Monday, April 09, 2007

number 1 of the eight Millennium Development Goals, set during the Millennium Summit in June 2000, is to Eradicate extreme poverty and hunger. all the eight goals have a target date of 2015, and goal 1, in detail, is only to halve extreme poverty by the next eight years. when they proposed to do that, they had fifteen years, and now that we are closing in on the halfway mark, have we quartered poverty? not really. while we've decreased poverty in some places, it has increased in other places; read the 2006 Report for details.

as i hear this plea to help the poor by not just offering them charity, but by finding a solution to the problem, i think of what it means to offer them charity. does offering charity just mean giving them food, clothing, and shelter for free? does offering charity mean offering skill-building courses? does offering charity include providing anything that they do not deserve? or is offering charity just a mindset - in the mind of the charity-giver - i offer, so i can turn my head away? are we doing that when we offer charity?

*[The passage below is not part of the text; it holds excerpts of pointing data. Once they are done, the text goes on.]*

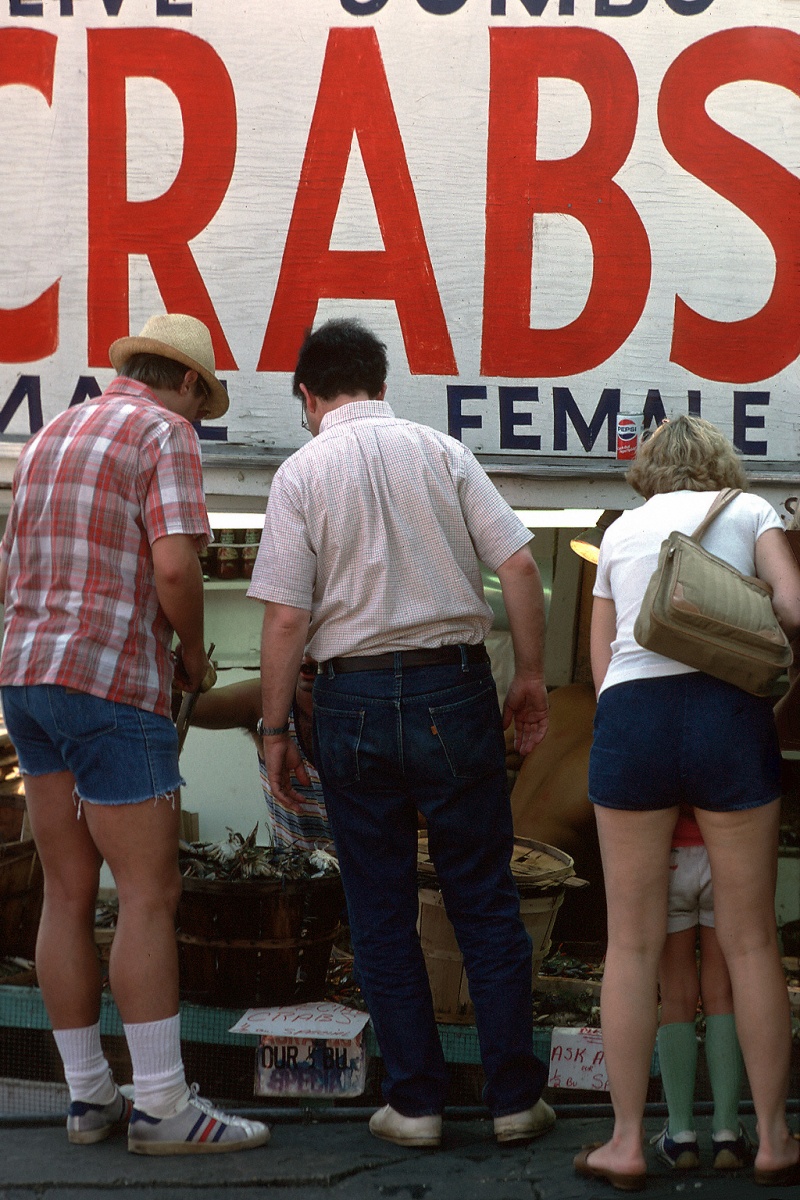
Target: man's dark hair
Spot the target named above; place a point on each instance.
(341, 358)
(155, 371)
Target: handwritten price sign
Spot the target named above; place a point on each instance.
(577, 1060)
(318, 1019)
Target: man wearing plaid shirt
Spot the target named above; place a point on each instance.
(98, 567)
(371, 553)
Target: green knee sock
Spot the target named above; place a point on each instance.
(726, 1071)
(678, 1060)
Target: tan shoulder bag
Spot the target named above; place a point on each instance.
(702, 611)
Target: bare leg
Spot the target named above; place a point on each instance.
(139, 843)
(715, 981)
(743, 851)
(66, 958)
(635, 849)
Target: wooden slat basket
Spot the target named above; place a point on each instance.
(541, 874)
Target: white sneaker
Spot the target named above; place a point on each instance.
(198, 1128)
(525, 1126)
(392, 1126)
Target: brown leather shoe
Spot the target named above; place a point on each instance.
(617, 1180)
(392, 1126)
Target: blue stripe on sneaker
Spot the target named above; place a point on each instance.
(80, 1108)
(139, 1115)
(196, 1127)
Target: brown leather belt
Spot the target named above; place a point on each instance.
(441, 655)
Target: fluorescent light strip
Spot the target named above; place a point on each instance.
(236, 520)
(558, 519)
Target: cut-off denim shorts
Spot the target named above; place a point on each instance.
(684, 739)
(118, 754)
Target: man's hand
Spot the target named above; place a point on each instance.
(193, 670)
(283, 760)
(527, 706)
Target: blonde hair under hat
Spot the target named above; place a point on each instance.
(174, 335)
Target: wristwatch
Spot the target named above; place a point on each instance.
(270, 731)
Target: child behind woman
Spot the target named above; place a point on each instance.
(691, 904)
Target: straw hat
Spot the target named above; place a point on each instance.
(180, 337)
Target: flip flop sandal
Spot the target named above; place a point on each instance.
(780, 1177)
(617, 1180)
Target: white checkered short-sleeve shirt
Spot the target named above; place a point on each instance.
(378, 527)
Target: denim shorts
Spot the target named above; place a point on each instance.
(684, 739)
(118, 754)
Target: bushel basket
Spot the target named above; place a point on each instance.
(257, 942)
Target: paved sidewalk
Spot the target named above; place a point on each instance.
(341, 1161)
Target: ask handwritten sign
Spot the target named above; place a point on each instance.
(577, 1060)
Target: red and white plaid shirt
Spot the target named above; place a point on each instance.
(91, 492)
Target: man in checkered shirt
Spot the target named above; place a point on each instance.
(371, 555)
(98, 567)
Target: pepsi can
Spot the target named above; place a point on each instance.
(629, 429)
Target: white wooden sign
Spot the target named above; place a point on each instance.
(577, 1060)
(313, 1049)
(552, 210)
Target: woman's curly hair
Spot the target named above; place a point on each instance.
(686, 454)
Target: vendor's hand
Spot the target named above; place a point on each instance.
(283, 760)
(193, 670)
(527, 706)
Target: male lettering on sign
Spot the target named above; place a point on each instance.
(373, 534)
(98, 567)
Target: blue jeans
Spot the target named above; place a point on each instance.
(388, 743)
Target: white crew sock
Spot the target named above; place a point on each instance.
(85, 1068)
(158, 1078)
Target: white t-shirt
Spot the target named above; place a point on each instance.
(629, 555)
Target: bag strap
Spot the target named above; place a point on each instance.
(720, 502)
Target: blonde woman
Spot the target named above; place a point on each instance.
(667, 735)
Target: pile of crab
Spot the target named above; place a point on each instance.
(238, 858)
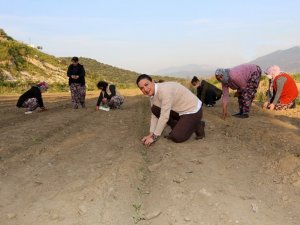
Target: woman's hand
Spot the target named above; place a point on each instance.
(271, 106)
(265, 105)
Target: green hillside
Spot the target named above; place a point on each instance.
(22, 65)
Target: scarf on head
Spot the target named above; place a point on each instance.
(225, 74)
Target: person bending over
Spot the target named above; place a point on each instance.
(32, 98)
(206, 92)
(285, 90)
(174, 105)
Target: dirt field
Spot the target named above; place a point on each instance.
(82, 167)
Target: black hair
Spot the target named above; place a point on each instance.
(75, 59)
(102, 85)
(143, 76)
(195, 79)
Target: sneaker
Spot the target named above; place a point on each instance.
(200, 133)
(243, 116)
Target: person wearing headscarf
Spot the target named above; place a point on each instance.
(245, 80)
(109, 96)
(285, 90)
(32, 98)
(206, 92)
(76, 74)
(174, 105)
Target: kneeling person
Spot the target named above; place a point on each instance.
(32, 98)
(109, 96)
(174, 105)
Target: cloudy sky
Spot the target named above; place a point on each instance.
(148, 35)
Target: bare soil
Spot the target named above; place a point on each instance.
(83, 167)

while micro-credit programs around the country are showing us a way to help the poor help themselves by simply offering them credit first, then requiring them to show their worth later, it puzzles me to a little degree that it has not caught on. of course, the first selfish thing i think about, in a poverty-free world, is what happens to the entire field of social work? although my job as a writer is not merely focused on fundraising for the poor, there would still be a huge displacement for those who work within these organizations. and the field of social work has been expanding these past decades, with nonprofit organizations popping up everywhere. so here is where it does not puzzle me: social service is the trend, and micro-credit is not. that is why it has not caught on. i'm not saying micro-credit is the end-all solution to the problem. but it is still always a bit puzzling to me to find that there are not enough people in power who are good enough to see beyond their backyard, lay aside illusions or differences, and perhaps even sacrifice a little in order to allow working programs to do what they do best: work. but perhaps it's not the people involved, but the bureaucracy. good intentions must jump through hoops of fire, get sliced and compartmentalized, re-edited and rewritten, pushed through various departments, signed and re-signed, and on and on.

so we're left with perseverance. and while the poor persevere one second at a time, we are taking weeks, months, years...and not often enough am i asking myself: what am i doing to help?